Swiss Re has published its results for the halfway stage of 2016, revealing a mixed picture and some major losses.
Its core property and casualty (P&C) reinsurance business suffered a $42m underwriting loss in the second quarter, with a combined ratio of 101%, deteriorating from 92.9% in the same period of last year.
Property reinsurance was hit by several large natural catastrophe and man-made losses; casualty saw reserve strengthening for US Asbestos, partially offset by reserve releases, mostly in Europe; motor saw reserve strengthening in the Americas, offset by releases in Europe; and credit was impacted by a large loss in Brazil.
The reinsurer said it had reduced its capacity for natural catastrophe risks in some segments, including US hurricane.
The Fort McMurray wildfire in Canada’s Alberta province produced an expected net loss of $220m for Swiss Re.
P&C reinsurance premium earned was $4.14bn in the second quarter, up from $3.5bn in the same quarter in 2015.
For the first half, Swiss Re’s P&C reinsurance premium earned reached $8.09bn, up from $7.27bn at the same point last year.

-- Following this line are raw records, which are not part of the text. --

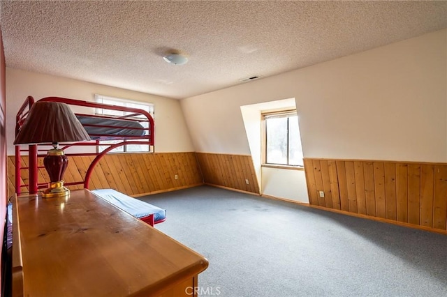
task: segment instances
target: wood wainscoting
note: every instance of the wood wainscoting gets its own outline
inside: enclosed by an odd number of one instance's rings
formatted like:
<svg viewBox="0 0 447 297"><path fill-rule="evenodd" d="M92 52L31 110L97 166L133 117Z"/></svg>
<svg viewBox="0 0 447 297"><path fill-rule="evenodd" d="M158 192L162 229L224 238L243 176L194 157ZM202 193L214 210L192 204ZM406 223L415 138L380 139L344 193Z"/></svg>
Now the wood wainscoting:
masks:
<svg viewBox="0 0 447 297"><path fill-rule="evenodd" d="M251 155L209 153L196 154L205 183L260 193Z"/></svg>
<svg viewBox="0 0 447 297"><path fill-rule="evenodd" d="M306 158L305 170L311 205L447 230L447 164Z"/></svg>
<svg viewBox="0 0 447 297"><path fill-rule="evenodd" d="M95 157L70 156L68 167L64 175L66 183L82 181ZM38 158L43 166L43 158ZM28 157L22 158L28 165ZM14 156L8 157L8 197L15 192ZM175 179L177 175L177 179ZM27 169L22 172L23 184L28 183ZM49 177L44 168L39 169L39 183L47 183ZM195 153L134 153L105 155L96 165L90 179L90 190L112 188L133 196L154 194L202 185L203 181ZM82 185L68 187L83 188ZM22 188L22 192L28 189Z"/></svg>

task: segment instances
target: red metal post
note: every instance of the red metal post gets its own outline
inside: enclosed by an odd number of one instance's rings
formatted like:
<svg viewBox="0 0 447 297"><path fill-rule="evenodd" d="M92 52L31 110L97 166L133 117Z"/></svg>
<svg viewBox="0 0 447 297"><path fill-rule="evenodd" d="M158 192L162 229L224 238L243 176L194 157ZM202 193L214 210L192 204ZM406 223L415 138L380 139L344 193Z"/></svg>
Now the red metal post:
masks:
<svg viewBox="0 0 447 297"><path fill-rule="evenodd" d="M36 144L29 146L29 193L37 193L37 147Z"/></svg>
<svg viewBox="0 0 447 297"><path fill-rule="evenodd" d="M20 146L15 146L15 193L18 195L20 195L22 188L20 187L20 167L21 160L20 158Z"/></svg>

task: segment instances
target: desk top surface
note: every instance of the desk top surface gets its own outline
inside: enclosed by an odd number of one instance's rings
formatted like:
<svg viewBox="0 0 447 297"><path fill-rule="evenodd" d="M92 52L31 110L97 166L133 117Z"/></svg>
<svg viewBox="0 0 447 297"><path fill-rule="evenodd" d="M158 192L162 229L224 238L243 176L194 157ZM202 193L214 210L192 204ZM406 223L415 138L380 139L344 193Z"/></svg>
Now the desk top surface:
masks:
<svg viewBox="0 0 447 297"><path fill-rule="evenodd" d="M16 200L25 296L152 295L208 265L87 190Z"/></svg>

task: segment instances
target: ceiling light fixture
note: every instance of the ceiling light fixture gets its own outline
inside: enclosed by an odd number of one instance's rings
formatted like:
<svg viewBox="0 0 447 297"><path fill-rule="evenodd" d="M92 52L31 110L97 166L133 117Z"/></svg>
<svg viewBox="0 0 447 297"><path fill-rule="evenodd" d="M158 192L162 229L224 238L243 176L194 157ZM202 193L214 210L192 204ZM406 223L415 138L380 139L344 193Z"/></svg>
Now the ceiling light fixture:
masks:
<svg viewBox="0 0 447 297"><path fill-rule="evenodd" d="M188 63L188 57L178 51L170 51L163 56L163 59L168 63L174 65L184 65Z"/></svg>

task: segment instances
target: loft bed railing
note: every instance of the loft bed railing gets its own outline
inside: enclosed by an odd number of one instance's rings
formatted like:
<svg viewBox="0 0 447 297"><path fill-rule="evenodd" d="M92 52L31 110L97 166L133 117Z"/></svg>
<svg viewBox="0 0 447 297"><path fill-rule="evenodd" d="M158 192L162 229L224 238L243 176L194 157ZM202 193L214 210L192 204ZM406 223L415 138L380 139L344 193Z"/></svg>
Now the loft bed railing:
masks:
<svg viewBox="0 0 447 297"><path fill-rule="evenodd" d="M60 97L46 97L39 101L59 102L68 105L125 112L129 114L112 116L75 112L75 114L78 117L92 140L87 142L59 144L61 148L66 150L76 146L96 146L97 148L96 152L66 152L67 156L95 155L96 157L89 165L84 180L66 183L65 185L83 185L84 188L88 188L90 177L95 165L101 158L114 148L129 144L144 144L149 146L149 148L152 148L152 151L153 151L154 146L154 119L145 110ZM34 102L35 100L33 97L28 96L17 112L15 125L16 135L26 121L29 110ZM142 125L142 123L147 123L147 127L145 128ZM121 142L116 144L105 144L101 143L101 140L121 140ZM38 158L43 158L45 154L41 153L46 153L47 151L47 149L40 148L40 147L50 145L51 144L31 144L28 146L28 148L22 148L20 145L15 146L15 192L17 195L21 194L22 188L28 188L30 194L36 194L39 189L47 188L46 183L39 183L38 182L38 169L43 168L43 167L38 165ZM98 148L98 146L108 147L100 152ZM24 152L28 152L29 164L27 167L22 166L22 155ZM29 182L28 183L22 184L22 172L25 169L28 169L29 172Z"/></svg>

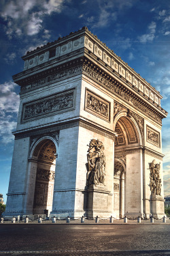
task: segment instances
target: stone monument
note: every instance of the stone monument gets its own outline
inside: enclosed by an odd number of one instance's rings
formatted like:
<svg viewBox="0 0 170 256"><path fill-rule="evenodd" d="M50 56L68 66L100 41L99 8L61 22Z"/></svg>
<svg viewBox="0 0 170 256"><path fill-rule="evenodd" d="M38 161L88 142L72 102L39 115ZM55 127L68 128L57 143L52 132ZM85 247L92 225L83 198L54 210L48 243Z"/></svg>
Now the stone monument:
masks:
<svg viewBox="0 0 170 256"><path fill-rule="evenodd" d="M163 216L160 93L86 27L22 59L4 215Z"/></svg>

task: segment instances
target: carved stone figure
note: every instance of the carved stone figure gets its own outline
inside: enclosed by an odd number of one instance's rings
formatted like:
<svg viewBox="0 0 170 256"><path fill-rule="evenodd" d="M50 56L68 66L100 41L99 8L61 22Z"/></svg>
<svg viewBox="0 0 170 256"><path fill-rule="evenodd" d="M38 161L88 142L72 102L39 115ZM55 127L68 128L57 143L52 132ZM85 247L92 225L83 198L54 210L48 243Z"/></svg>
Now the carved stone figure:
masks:
<svg viewBox="0 0 170 256"><path fill-rule="evenodd" d="M161 194L161 179L160 179L160 163L156 164L153 160L149 163L150 167L150 187L152 195L160 195Z"/></svg>
<svg viewBox="0 0 170 256"><path fill-rule="evenodd" d="M87 154L87 185L105 185L105 157L103 153L103 143L98 139L92 139L88 145Z"/></svg>

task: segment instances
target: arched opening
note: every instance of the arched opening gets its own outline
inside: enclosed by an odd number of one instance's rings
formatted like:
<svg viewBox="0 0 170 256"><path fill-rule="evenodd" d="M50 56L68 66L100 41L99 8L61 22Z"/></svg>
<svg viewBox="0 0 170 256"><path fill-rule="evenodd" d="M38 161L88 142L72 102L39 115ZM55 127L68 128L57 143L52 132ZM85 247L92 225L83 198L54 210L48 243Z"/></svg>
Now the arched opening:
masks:
<svg viewBox="0 0 170 256"><path fill-rule="evenodd" d="M114 161L114 212L116 218L122 218L124 214L124 175L125 164L124 159L115 159Z"/></svg>
<svg viewBox="0 0 170 256"><path fill-rule="evenodd" d="M50 139L40 141L33 152L33 158L37 159L33 214L48 214L52 211L56 156L56 145Z"/></svg>
<svg viewBox="0 0 170 256"><path fill-rule="evenodd" d="M134 202L138 200L138 198L135 199L139 196L134 188L135 175L139 179L142 169L139 164L142 158L140 151L141 137L135 119L125 112L116 115L114 130L117 137L114 150L114 207L115 215L118 218L126 215L129 209L134 208L133 197ZM131 188L134 195L131 193Z"/></svg>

The segment produced a combined ratio of 97.2% for the first half, deteriorated from 88.3% at 2015’s halfway point, while net income in the division was $870m down some 32% from $1.28bn over the same period.
Its Corporate Solutions commercial insurance arm produced a $111m underwriting loss for 2016’s second quarter, blamed on large man-made losses, and borne out with a 112.7% Q2 combined ratio, and 101.6% for the first six months.
Swiss Re said its Corporate Solutions arm had suffered a higher frequency of small- and medium-sized property losses in the second quarter, while casualty was hit by two large North American loss events the previous year, the cost of which had mushroomed in Q2.
The primary arm was also impacted by a large Q2 marine loss in North America and a higher frequency of smaller losses, while credit also suffered large losses, Swiss Re said.
Corporate Solutions had $875m premium earned in the second quarter, and $1.74bn in the first six months.
Group-wide, Swiss Re reported “solid” half year net income of $1.9bn, $637m of which came in the second quarter, compared to $820m in 2015’s second quarter.
Consolidated premium earned and fees amounted to $8.18bn in Q2, up from $7.14bn in the same quarter last year; the first half figure was $16.12bn, up from a $14.7bn total twelve months earlier.
Christian Mumenthaler, Swiss Re's new group CEO, summed up: “We have a solid result for the first half 2016 despite a challenging second quarter that was marked by a difficult macroeconomic environment as well as more pronounced natural catastrophe losses and large reported claims in our Corporate Solutions Business Unit.
The group produced an investment return of 3.7% annualised for Q2 and for the first half, down from 4% in 2015’s first half and 4.2% in last year’s second quarter.
Swiss Re’s results were ahead of the consensus of forecasts from analysts. “This is a relatively weak set of results, impacted by natural catastrophes and reserve strengthening in key business lines,” said Andrius Budnikas, a Citi equities analyst.
Mumenthaler added: “The overall picture confirms the strength of our brand, while demonstrating our outstanding client access. These attributes and the focus on underwriting discipline together with our excellent capitalisation will help us navigate, and potentially benefit from, the turbulent times.”